I first heard about Michael Swanwick during last year’s WorldCon when the Iron Dragon’s Daughter was suggested by speculative fiction “pros”. A couple days later I mentioned it to a friend not knowing it’s one of his favourites. I suddenly had the hardcover in hand and if he didn’t need it back the book would probably still be waiting to be read. I read the Iron Dragon’s Daughter in May and returned it a couple weekends ago while saying I understand why he reads it fairly frequently, wants it during his year-long sabbatical, and I need to get my own copy.

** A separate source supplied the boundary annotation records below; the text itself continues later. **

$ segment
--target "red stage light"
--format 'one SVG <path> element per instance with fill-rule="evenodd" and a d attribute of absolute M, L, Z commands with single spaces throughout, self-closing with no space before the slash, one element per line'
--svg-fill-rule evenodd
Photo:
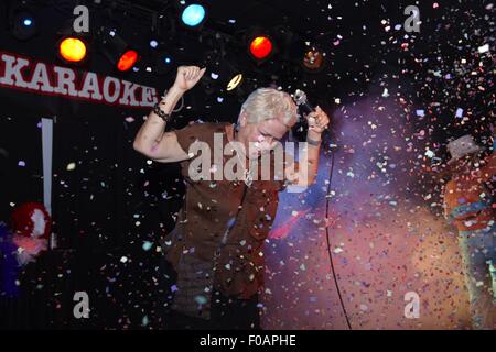
<path fill-rule="evenodd" d="M 120 72 L 129 70 L 137 62 L 138 53 L 136 51 L 127 51 L 120 56 L 119 62 L 117 63 L 117 69 Z"/>
<path fill-rule="evenodd" d="M 250 43 L 250 53 L 257 59 L 265 59 L 272 53 L 272 41 L 267 36 L 257 36 Z"/>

In the Dickens-like techno-fantasy, a young human changeling plans to escape her life of servitude. Before flying from the dragon factory Jane needs to find certain items and master her abilities. Jane then feels her way through life’s ups and downs in a world that is as cold and hard as an iron dragon.
“There is a logic to the shapes of lives and relationships, and that logic is embedded in the stuff of existence. The lover does not awake one morning convinced he would rather be an engineer. The CEO does not surrender wealth. Or if he does, he will find it easier to give up everything, find a cave in the mountains and become a philosopher than to simply downscale his life-style. You see? We are all of us living stories that on some deep level give us satisfaction. If we are unhappy with our stories, that is not enough to free us away from them. We must find other stories that flow naturally from those we have been living” (Grammar is the queen of sciences, pg 131).

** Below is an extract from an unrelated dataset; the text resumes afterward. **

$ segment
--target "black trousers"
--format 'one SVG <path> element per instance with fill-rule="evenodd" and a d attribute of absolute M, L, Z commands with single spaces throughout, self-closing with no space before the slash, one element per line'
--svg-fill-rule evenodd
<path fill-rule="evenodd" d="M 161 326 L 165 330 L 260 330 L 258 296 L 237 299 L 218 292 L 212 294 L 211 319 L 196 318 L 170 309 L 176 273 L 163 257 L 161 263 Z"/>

That saying about how it’s the journey that counts comes to mind. The ending was completely unexpected, or maybe I had a vague idea but was too caught up in the twists and turns to give it much thought. The first part of the story goes from A to B while the second part zig-zags and cross-cuts. Some may be turned off by the disjointed configuration but it works. Like Jane, the reader is kept off balance and unsure of what’s going to happen next.

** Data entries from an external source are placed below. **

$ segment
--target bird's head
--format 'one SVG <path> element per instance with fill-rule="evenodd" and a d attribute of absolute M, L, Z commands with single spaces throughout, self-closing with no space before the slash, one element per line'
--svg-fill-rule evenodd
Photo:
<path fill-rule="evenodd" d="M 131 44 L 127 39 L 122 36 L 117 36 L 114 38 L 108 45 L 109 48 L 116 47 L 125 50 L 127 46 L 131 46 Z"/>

Swanwick crafted a unique fairy tale with a colorful cast of elves, dwarves, and other fantasy regulars. In some ways they’re archetypal, but in others they aren’t. I didn’t find it annoying because again, it works. The tiny ant-like creatures were fascinating, in part because of their community but more so because of their role in the story. The Iron Dragon’s Daughter is a far cry from the “happily ever after” stories and so is refreshingly reminiscent of the Grimm brothers. The vivid imagery of darker subjects also brings to mind Catherynne Valente.
A central image is the möbius strip, which like the sought after Spiral Castle “folds in upon itself. This recursive complexity extends through at least thirteen dimensions”. Summarizing the main theme, one of Jane’s professors says:
“The world may be perceived in three states, which states may often seem to be a cross-purposes with each other…That which a child sees, in which bread is bread and wine is wine. The second state is consensus reality, that state of conventions by which we agree that bread is a meal and wine is camaraderie. The third is the examined state, that with which our colleagues in the Schools of Sorcery deal, the interplay of forces which they hold to be the ultimate reality. Yet let us ask ourselves, what lies beyond them all? What is the true state of what we might call hyperreality?” (246)
Similarly, there’s more to Swanwick’s fairy tale than meets the eye. A layer will be peeled back and something new revealed with each read. I needfully want my own copy so I can dissect it at my leisure without having to give it back.
The sci-fi/urban fantasy is grim, gripping, and I couldn’t put it down so read its 424 pages in 4 days, also wrapping up my reading for the Sci-fi Challenge. The Iron Dragon’s Daughter may be my first book by Swanwick, but it won’t be the last. It’s one of my best reads so far this year, but isn’t for everyone. I highly recommend it for those who like adult fairy tales and don’t mind seemingly disjointed storytelling, but feel a word of caution is in order for those who don’t like sexual activity in books. There’s not a lot nor is it gratuitous, but it is present here and there.
I’m looking forward to reading Swanwick’s “Five British Dinosaurs” in Year’s Best Fantasy 3 from Eos Books. If you’ve read the Iron Dragon’s Daughter or anything else by Swanwick what did you think? If you’re participating in the Sci-fi Challenge, how’s it going?